The way we teach as teacher librarians is facing change as much as libraries themselves. Social constructivism has grown out of the need to leave outdated behaviourist models behind and teach students to be actively involved in their own learning paths. Social constructivism has been defined as the ability of an individual to take an active part in their learning and as a result build upon prior knowledge, understanding and skills (Pritchard, 2008, p17). Herring states, “social constructivism takes the view that learners are not merely receptacles of knowledge passed on by a teacher, but are conscious constructors of knowledge.” (Herring, 2011, p5)
So what is a teacher librarian’s role to play in social constructivist teaching methods?
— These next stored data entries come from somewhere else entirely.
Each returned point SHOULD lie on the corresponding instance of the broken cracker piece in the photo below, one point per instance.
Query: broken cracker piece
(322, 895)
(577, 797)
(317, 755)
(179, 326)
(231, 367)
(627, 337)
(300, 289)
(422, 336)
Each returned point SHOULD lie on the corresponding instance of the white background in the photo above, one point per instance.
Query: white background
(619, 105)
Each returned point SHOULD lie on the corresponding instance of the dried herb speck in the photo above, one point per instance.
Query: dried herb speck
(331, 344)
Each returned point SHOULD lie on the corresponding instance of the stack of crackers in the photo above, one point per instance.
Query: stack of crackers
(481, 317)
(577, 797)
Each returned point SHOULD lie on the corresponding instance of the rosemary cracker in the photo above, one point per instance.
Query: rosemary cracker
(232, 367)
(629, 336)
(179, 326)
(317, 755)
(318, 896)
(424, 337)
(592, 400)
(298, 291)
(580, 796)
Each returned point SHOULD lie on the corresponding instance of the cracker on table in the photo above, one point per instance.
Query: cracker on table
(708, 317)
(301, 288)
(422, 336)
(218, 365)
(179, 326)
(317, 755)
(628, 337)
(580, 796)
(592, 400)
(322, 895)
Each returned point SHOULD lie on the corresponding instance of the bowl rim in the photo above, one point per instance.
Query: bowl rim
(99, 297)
Teacher librarians need to develop information literacy skills in our students and with information now accessible in both print and digital form not only finding it is a skill, deciphering it is also one. Herring says “If we view students as constructing their own knowledge and building upon prior knowledge, then this will have an influence on how students will be encouraged to use information literacy skills.” (2011, p6). Giving students the road maps to navigate the amount of information and then understand it is the focus. Scaffolding is the process of giving support to students at the appropriate time and at the appropriate level to meet their needs, a vital role for the teacher librarian (Pritchard, 2008, p24).
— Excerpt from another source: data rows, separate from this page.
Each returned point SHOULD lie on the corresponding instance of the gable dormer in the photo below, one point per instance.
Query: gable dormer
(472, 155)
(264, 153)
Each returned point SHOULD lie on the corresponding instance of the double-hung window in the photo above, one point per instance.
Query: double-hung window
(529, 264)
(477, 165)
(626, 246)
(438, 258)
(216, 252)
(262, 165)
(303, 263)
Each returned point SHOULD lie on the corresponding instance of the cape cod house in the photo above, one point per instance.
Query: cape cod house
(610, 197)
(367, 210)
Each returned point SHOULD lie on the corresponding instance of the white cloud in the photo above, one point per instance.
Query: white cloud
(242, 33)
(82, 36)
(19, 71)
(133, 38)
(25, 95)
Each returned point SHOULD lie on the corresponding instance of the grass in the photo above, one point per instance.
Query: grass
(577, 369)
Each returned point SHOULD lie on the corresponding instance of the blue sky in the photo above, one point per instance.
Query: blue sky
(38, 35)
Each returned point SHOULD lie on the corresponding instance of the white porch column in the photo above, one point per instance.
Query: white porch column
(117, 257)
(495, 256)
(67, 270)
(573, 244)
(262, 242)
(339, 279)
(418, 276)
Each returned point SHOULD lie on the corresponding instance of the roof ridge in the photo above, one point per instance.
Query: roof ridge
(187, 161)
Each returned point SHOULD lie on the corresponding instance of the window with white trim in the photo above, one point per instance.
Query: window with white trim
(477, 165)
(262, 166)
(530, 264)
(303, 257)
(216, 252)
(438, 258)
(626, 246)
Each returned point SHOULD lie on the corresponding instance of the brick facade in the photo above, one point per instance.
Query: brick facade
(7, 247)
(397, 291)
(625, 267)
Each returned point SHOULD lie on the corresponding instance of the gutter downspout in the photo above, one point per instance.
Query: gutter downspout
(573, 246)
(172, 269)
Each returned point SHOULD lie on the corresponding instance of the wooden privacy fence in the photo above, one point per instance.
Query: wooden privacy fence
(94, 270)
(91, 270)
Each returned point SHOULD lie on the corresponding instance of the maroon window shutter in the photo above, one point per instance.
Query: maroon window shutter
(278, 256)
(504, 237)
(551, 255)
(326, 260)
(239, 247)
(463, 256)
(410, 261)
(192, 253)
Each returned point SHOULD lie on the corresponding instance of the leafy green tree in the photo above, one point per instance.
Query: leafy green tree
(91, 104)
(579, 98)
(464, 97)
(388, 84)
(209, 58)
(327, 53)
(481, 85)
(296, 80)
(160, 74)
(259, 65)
A constructivist library looks like a place where young people would be comfortable. It houses books, magazines, e-readers, computers, tablets, digital cameras, and Smartboards. It has comfortable reading lounges, computer workstations, small and large desks for groups to sit at. You can see students working together, teachers working with students and teachers collaborating. The teacher librarian engages groups in conversation in order to support the development of understanding. The visual displays are drawn, hand written, printed on a colour printer, computer generated, or are photographs and moving images. It looks organised with concept maps and proformas to aid in guided inquiry and construction of research skills (Pritchard, 2009, p24). To do this teacher librarians need to change the traditional idea of a library as a storage room for books to a more constructivist “learning space” (Hamilton, 2011, p35).
A constructivist library sounds like a buzz of activity. It is not silent and peaceful. It is full of the sounds of people talking together to construct meaning as this dialogue is the main vehicle for ideas (Pritchard, 2008, p24). It is a place where you can hear students tell others what they already know in order to go beyond to learn more. You can hear the librarian because they have the important task “of stimulating dialogue and maintaining its momentum” (Pritchard, 2008, p24). Successful twenty-first century librarians like Buffy Hamilton have “been able to engage students in conversations for learning and greater participation” (Hamilton, 2011, p35).
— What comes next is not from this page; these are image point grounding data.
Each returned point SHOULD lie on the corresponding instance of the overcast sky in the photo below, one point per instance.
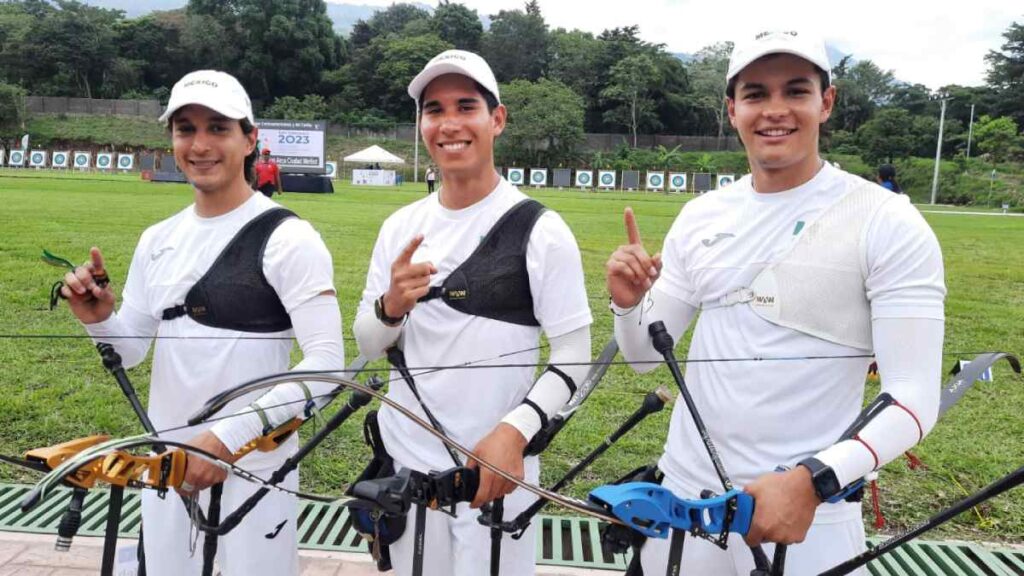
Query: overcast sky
(934, 43)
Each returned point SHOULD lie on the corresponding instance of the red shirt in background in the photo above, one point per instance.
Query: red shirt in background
(266, 172)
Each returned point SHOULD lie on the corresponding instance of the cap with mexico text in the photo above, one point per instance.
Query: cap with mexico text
(455, 62)
(219, 91)
(807, 46)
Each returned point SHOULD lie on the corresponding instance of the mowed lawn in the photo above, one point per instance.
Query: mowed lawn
(55, 389)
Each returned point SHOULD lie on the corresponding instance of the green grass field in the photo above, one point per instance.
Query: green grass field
(55, 389)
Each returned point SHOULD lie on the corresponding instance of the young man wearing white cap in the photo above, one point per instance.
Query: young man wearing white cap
(487, 289)
(797, 259)
(223, 285)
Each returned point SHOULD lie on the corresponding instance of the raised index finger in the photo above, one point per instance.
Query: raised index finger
(632, 232)
(97, 260)
(407, 253)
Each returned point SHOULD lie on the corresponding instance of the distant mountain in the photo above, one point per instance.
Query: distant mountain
(835, 55)
(134, 8)
(343, 15)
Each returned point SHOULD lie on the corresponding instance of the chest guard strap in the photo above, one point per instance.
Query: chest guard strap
(494, 282)
(233, 294)
(817, 285)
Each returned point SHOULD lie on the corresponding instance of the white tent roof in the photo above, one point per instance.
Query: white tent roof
(375, 154)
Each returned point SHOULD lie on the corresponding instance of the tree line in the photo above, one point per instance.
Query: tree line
(557, 83)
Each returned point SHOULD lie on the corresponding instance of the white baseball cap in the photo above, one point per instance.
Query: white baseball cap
(455, 62)
(807, 46)
(219, 91)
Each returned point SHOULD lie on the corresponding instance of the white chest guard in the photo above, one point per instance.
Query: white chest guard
(817, 286)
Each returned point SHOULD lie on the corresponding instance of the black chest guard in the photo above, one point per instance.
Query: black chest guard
(233, 294)
(494, 282)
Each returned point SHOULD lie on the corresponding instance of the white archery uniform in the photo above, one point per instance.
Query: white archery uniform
(470, 403)
(192, 363)
(769, 413)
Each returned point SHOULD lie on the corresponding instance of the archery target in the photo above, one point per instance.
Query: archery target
(538, 177)
(37, 158)
(516, 176)
(677, 181)
(655, 180)
(585, 178)
(82, 159)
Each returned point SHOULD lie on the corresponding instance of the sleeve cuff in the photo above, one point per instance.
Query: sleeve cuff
(237, 432)
(849, 459)
(524, 419)
(104, 328)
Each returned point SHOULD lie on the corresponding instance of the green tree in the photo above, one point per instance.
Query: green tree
(401, 58)
(392, 19)
(545, 123)
(629, 92)
(876, 83)
(1006, 74)
(516, 45)
(12, 110)
(572, 59)
(887, 136)
(707, 98)
(458, 26)
(70, 49)
(288, 44)
(997, 137)
(853, 104)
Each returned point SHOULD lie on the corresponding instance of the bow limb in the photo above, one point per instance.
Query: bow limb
(218, 402)
(963, 379)
(272, 380)
(111, 462)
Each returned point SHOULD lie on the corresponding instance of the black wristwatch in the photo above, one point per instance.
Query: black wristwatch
(383, 317)
(823, 478)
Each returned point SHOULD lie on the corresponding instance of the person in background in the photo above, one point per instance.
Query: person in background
(267, 174)
(887, 178)
(431, 179)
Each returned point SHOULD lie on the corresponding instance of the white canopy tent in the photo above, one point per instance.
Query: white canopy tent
(374, 155)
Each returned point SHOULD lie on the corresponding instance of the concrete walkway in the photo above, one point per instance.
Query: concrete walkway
(33, 554)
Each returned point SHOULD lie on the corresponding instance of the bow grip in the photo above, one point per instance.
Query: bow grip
(653, 509)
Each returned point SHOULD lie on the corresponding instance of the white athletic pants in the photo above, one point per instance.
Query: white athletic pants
(828, 542)
(263, 544)
(460, 546)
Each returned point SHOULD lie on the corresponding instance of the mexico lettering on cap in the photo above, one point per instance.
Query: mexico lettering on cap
(800, 44)
(219, 91)
(455, 62)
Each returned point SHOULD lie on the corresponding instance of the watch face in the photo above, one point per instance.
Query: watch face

A constructivist library makes students feel like their learning is authentic. Here the teacher librarian can create real world tasks for students by using Web 2.0 tools like blogs and wikis, or social media to discuss books and review novels. “Students deepen their understanding of information by participating in inquiry circles, small groups or mini learning communities” (Hamilton, 2011, p37). It feels supportive, with lessons focused on scaffolding which may be discussions, practical tasks, design tasks, lists or writing frameworks (Pritchard, 2008, p25). “Everything about the constructivist approach to learning, in a simple and practical way, points towards the importance of learners getting as close to the material content of what it is hoped they will learn as possible and then ‘doing’ something with it.” (Pritchard, 2008, p29). It feels like students are part of their own learning journey by being able to reflect upon their tasks with each other and their teacher.
Therefore the role of the teacher librarian is to put the students into the “zone of proximal development” (Pritchard, 2008, p25) by creating a library to facilitate constructivist learning, a “shared environment that is learning centred, focused on scaffolding students’ ability to read, write and create content through social interaction in physical and virtual learning spaces while using multiple forms of media” (Hamilton, 2011, p35).
Herring, J. (2011), Improving students’ web use and information literacy: a guide for teachers and teacher librarians. London, Facet Publishing.
Pritchard, A. (2008), Ways of learning; learning theories and learning styles in the classroom. David Fulton.
Hamilton, B. (2011) The school librarian as teacher: What kind of teacher are you? Knowledge Quest. 39(5), pp 34-40.